Lord Bonkers' Diary: Nick Clegg’s ‘Hair-Shirt’ Tour


I have been busy in recent weeks organising an important event here in the East Midlands. I do not refer, let me hasten to add, to the visit of the ‘Olympic Torch’: for that piece of tomfoolery was devised by the beastly Albert Speer for the Berlin Games of 1936 and I shall have no part in it. So much so that, when it passed through Rutland, I stationed gamekeepers at every entrance to the Bonkers Hall Estate with soda siphons and strict orders to extinguish it should it show its face.

No, I am talking about my role as the regional co-ordinator of Nick Clegg’s ‘Hair-Shirt’ Tour. The newspapers say that this has been designed by “battle-hardened strategists” in his office, but that was not my experience. I was telephoned by a 12-year-old with a cut-glass accent and, he claimed, a first in PPE from Oxford.

“We want Nick to meet all the people he has upset,” the child piped.
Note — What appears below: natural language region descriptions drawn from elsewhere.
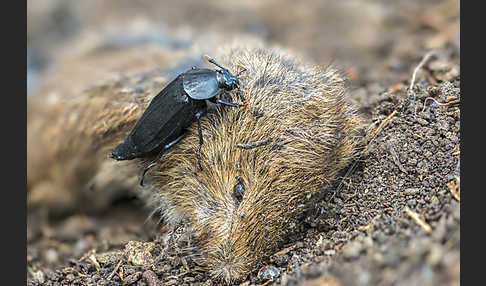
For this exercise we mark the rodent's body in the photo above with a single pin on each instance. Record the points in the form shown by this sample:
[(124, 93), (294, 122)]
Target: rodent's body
[(312, 134), (240, 206)]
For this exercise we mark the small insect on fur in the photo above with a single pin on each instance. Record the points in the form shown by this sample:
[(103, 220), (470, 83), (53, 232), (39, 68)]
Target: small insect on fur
[(164, 122)]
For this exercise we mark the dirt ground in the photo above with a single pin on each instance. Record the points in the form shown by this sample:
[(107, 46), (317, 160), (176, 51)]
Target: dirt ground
[(394, 219)]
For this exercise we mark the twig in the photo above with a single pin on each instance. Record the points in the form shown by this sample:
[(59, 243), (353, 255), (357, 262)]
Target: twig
[(415, 216), (419, 66), (439, 103), (151, 278), (254, 144), (455, 188), (382, 124)]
“How long have you set aside for this?” I returned. “It could take rather a long time.”

Nevertheless, I set to with a will and have put together what may fairly be described as an impressive programme of meetings.

Nick will first be taken to the University of Rutland at Belvoir, where the students remain rather cut up about his breaking that pledge he made on tuition fees. I would not worry too much about its famed Department of Hard Sums if I were him – those fellows tend to have thick glasses and their minds on higher things – but the chaps from the Department of Cryptozoology can cut up rough when the mood takes them. Not only that: they have an impressive menagerie to hand if they choose to deploy it: gryphons, dragons, cockatrice – you know the sort of thing.

Then it is on to Melton Mowbray to meet a delegation of disgruntled pork pie makers – those things can be surprisingly painful if they catch you just under the rib cage. After that, Nick will be entertained by unemployed Stilton miners. The tour will close with a meeting with civil liberties campaigners aghast at the government’s plans to snoop on all our conversations by telephone and electric internet. “I expect you know already,” I said when writing to Nick to confirm arrangements.

After that little lot, I image Nick will be in need of a stiff measure of Auld Johnston (that most prized of Highland malts) and a little rest and recuperation, so I have included a boat trip on Rutland Water in the programme of events. What Nick does not know, however, is that I have told Ruttie that I recently heard him making disobliging comments about plesiosaurs – that should certainly enable him to “welcome the hatred”!